The race is on to design a clean engine that can be retrofitted into existing vehicles, and a low-emission, highly fuel efficient engine of the future, after the EU launched two prizes worth a combined EUR 5 million in a bid to improve Europe’s air quality and restore faith in the European automotive sector.
The EU has launched two prizes to create clean engines that can reduce car emissions. Image credit: Pixabay/ elec_trick0

The prizes were launched at the Transport Research Arena conference in Warsaw, Poland, on 20 April and are designed to trigger new ideas about how to improve engine design.

Carlos Moedas, European Commissioner for Research, Science and Innovation, said: ‘Prizes are a great way of rewarding and stimulating innovation, and clean engine technology is something we must support if we want to achieve our ambitious climate, energy and air quality goals.’

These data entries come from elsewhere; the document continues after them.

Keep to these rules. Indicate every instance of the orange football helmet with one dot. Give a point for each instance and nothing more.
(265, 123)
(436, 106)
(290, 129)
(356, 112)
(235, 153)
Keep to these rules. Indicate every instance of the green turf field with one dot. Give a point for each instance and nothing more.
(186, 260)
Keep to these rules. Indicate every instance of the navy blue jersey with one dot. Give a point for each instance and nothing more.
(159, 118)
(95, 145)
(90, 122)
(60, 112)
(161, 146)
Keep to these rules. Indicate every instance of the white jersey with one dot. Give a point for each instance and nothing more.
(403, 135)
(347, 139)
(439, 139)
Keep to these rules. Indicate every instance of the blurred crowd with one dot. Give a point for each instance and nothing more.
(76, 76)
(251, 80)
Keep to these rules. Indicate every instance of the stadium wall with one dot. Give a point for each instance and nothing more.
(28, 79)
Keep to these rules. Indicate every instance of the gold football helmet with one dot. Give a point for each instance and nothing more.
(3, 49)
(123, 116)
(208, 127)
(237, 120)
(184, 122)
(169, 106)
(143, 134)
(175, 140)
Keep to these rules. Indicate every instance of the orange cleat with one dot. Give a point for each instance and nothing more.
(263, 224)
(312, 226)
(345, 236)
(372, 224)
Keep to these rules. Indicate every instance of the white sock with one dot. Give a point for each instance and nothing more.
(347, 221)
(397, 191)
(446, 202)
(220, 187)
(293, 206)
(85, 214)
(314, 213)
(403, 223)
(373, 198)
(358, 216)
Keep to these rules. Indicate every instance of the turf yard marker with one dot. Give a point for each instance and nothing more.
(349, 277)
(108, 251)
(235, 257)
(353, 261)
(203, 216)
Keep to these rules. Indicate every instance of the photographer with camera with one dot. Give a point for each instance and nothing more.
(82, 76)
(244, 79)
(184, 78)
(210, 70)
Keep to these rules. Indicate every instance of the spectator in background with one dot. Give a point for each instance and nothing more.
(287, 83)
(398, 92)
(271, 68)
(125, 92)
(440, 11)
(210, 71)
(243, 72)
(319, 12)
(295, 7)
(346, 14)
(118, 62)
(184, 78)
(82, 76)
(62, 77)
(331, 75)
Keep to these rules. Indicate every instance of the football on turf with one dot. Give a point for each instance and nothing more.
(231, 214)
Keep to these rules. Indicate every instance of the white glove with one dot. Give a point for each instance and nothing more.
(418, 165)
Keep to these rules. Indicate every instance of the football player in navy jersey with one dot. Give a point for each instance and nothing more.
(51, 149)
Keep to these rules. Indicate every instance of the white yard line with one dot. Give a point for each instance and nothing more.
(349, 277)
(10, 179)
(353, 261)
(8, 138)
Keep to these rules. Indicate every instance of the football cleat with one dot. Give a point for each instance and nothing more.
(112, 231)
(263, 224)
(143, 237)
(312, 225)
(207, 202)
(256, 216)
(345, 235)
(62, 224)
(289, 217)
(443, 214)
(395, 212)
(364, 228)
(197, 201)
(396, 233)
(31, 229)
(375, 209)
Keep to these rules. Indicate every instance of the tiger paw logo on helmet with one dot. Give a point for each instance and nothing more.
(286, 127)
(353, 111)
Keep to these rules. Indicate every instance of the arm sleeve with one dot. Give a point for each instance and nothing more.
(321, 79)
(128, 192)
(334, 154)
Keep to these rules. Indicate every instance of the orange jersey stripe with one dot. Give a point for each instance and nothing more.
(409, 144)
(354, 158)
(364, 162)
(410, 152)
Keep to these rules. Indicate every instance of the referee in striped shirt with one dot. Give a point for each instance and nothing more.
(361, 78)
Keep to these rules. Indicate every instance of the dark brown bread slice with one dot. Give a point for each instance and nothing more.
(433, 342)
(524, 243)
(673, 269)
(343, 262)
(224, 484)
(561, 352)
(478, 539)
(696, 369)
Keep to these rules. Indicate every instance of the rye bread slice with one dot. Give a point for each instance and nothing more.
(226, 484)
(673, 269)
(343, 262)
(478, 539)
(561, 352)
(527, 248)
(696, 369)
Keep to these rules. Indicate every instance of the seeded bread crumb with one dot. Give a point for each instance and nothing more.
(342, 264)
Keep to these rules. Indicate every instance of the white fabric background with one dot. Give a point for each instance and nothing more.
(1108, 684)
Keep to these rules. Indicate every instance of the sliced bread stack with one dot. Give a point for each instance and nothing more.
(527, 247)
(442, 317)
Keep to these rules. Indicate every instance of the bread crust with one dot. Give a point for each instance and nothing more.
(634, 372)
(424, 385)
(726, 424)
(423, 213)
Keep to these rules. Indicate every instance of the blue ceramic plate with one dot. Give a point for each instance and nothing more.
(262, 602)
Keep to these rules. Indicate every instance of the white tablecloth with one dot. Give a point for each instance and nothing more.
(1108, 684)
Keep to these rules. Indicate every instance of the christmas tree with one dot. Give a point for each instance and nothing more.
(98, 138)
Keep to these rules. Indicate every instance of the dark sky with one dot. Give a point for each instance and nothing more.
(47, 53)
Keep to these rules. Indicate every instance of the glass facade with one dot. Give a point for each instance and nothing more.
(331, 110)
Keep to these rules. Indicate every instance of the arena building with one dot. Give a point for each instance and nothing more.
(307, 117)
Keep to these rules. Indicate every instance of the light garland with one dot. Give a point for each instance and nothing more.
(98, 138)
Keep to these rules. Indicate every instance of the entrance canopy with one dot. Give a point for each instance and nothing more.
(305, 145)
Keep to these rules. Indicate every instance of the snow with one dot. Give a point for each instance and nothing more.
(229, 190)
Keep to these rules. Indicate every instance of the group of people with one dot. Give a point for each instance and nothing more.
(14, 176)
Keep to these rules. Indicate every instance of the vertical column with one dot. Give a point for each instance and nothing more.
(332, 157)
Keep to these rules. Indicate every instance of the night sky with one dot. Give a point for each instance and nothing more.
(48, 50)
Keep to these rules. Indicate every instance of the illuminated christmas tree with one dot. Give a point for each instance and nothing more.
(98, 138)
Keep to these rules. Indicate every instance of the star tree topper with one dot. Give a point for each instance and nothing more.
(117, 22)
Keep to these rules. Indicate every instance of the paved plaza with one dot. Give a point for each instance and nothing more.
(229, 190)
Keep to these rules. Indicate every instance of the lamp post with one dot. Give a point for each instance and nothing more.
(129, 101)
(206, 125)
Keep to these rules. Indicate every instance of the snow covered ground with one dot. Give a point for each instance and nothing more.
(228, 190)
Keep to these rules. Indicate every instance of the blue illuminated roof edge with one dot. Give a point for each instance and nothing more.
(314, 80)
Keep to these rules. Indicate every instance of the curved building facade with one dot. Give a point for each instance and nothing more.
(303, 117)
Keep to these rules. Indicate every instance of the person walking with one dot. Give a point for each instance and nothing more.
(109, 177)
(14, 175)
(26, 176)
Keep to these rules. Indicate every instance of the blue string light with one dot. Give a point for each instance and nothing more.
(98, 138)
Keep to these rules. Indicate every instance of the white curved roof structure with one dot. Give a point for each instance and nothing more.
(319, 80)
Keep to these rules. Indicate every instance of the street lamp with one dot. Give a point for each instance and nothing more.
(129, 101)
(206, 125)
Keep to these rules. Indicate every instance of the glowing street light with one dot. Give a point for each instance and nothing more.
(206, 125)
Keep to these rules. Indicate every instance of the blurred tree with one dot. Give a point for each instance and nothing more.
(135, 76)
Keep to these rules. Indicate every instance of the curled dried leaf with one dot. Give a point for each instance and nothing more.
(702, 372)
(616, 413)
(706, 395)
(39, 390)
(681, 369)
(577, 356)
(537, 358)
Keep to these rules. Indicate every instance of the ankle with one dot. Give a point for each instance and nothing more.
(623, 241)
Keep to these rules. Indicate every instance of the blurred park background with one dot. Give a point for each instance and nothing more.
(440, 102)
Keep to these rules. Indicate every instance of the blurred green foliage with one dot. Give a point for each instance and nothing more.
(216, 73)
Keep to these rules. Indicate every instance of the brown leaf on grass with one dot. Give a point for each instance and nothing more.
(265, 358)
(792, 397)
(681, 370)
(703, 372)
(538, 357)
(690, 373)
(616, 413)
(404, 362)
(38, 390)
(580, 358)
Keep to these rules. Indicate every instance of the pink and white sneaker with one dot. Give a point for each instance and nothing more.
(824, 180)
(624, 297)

The Engine Retrofit for Clean Air prize, worth EUR 1.5 million, will be awarded to the best technology that can be put into existing engines to improve their performance, while the EUR 3.5 million Cleanest Engine of the Future prize, will go to the best design for an effective engine with negligible toxic emissions and low fuel consumption.

The idea is to clean up air pollution in Europe’s cities, which is responsible for more than 400 000 premature deaths each year and is a high priority for many city authorities.

The Issue

Air pollution is the top environmental risk factor for premature death in Europe.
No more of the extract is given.